I have been trying to teach an English to German NMT model from this tutorial Tutorial — nemo 0.11.0 文档. Basically, I picked up the dataset and the tokenizer from the tutorial and configured the training run by using newer tutorials (e.g., Machine Translation Models — NVIDIA NeMo 1.4.0 documentation, and NeMo/enc_dec_nmt.py at main · NVIDIA/NeMo · GitHub). The command I use is:

python examples/nlp/machine_translation/enc_dec_nmt.py
–config-path=/train-nemo/configs
–config-name=aayn_base
do_testing=True
trainer.gpus=-1
~trainer.max_epochs
+trainer.max_steps=200000
+trainer.val_check_interval=1000
+exp_manager.name=aayn_base_tutorial
+exp_manager.exp_dir=/experiments
+exp_manager.create_checkpoint_callback=True
+exp_manager.checkpoint_callback_params.monitor=val_sacreBLEU
+exp_manager.checkpoint_callback_params.mode=max
+exp_manager.checkpoint_callback_params.save_top_k=5
model.preproc_out_dir=/data/nmt_tutorial/out
model.train_ds.src_file_name=/data/nmt_tutorial/train.en
model.train_ds.tgt_file_name=/data/nmt_tutorial/train.de
model.train_ds.use_tarred_dataset=True \
model.validation_ds.src_file_name=/data/nmt_tutorial/eval/newstest2015.en
model.validation_ds.tgt_file_name=/data/nmt_tutorial/eval/newstest2015.de
model.test_ds.src_file_name=/data/nmt_tutorial/eval/newstest2016.en
model.test_ds.tgt_file_name=/data/nmt_tutorial/eval/newstest2016.de
model.encoder_tokenizer.tokenizer_model=/data/nmt_tutorial/bpe8k_yttm.model
model.decoder_tokenizer.tokenizer_model=/data/nmt_tutorial/bpe8k_yttm.model
model.src_language=en
model.tgt_language=de

The config file is the 24x6 network used in a lot of your examples.
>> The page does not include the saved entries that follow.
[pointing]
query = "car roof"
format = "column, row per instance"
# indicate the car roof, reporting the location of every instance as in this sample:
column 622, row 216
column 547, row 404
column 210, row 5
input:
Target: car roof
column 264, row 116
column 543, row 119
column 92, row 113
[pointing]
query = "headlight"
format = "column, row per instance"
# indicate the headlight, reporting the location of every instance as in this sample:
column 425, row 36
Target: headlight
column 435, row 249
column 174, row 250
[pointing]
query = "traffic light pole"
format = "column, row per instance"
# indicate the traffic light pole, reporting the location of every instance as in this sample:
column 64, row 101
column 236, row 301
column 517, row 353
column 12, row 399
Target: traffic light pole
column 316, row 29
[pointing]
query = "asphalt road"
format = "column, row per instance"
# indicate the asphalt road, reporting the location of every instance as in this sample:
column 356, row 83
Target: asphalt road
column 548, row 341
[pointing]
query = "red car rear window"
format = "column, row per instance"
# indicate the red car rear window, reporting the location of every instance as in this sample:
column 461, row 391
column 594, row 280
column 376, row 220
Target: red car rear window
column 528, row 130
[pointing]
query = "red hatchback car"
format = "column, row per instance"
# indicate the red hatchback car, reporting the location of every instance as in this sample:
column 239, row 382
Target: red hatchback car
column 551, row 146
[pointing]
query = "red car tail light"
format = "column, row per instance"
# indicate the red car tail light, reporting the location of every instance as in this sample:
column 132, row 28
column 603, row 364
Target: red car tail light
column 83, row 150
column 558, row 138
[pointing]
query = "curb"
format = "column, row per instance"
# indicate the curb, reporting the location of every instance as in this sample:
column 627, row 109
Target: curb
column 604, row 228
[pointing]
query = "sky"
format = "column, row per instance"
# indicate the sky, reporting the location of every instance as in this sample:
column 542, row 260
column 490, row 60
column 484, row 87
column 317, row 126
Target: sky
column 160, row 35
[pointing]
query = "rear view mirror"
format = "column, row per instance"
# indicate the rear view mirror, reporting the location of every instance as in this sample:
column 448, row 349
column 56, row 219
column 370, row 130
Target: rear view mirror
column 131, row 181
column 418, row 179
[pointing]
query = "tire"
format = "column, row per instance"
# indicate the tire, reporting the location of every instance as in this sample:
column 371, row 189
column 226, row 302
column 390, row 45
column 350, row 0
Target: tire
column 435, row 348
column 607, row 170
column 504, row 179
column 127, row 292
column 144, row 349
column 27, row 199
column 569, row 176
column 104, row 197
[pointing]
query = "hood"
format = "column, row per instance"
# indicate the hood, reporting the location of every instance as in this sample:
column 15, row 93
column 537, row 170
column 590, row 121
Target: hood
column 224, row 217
Note that I get the same result/behavior if I use the smaller, 6x6 network. The training seems to work for a while, but after some time it seems likes everything goes haywire. I start getting these outputs:


Epoch 2: 4%|▍ | 6800/176468 [32:22<13:27:33, 3.50it/s, loss=nan, v_num=]
Epoch 2: 4%|▍ | 6800/176468 [32:22<13:27:33, 3.50it/s, loss=nan, v_num=]
Epoch 2: 4%|▍ | 6801/176468 [32:22<13:27:33, 3.50it/s, loss=nan, v_num=]
Epoch 2: 4%|▍ | 6801/176468 [32:22<13:27:33, 3.50it/s, loss=nan, v_num=]

Besides the nan loss, the val_sacreBLEU also drops to 0. I was able to partially remedy this by setting trainer.precision=32. This way the above problem occurs much less frequently, but I am still not able to reproduce results claimed by your tutorials (e.g. val_sacreBLEU around 40). My end goal is to train an English to Slovenian translator, there I am having similar issues than with the above tutorial. Which is why I decided to first get this up and running. I am training on an DGX A100 machine if that is important. If anyone has any ideas what could be wrong I would be extremely grateful. Thanks!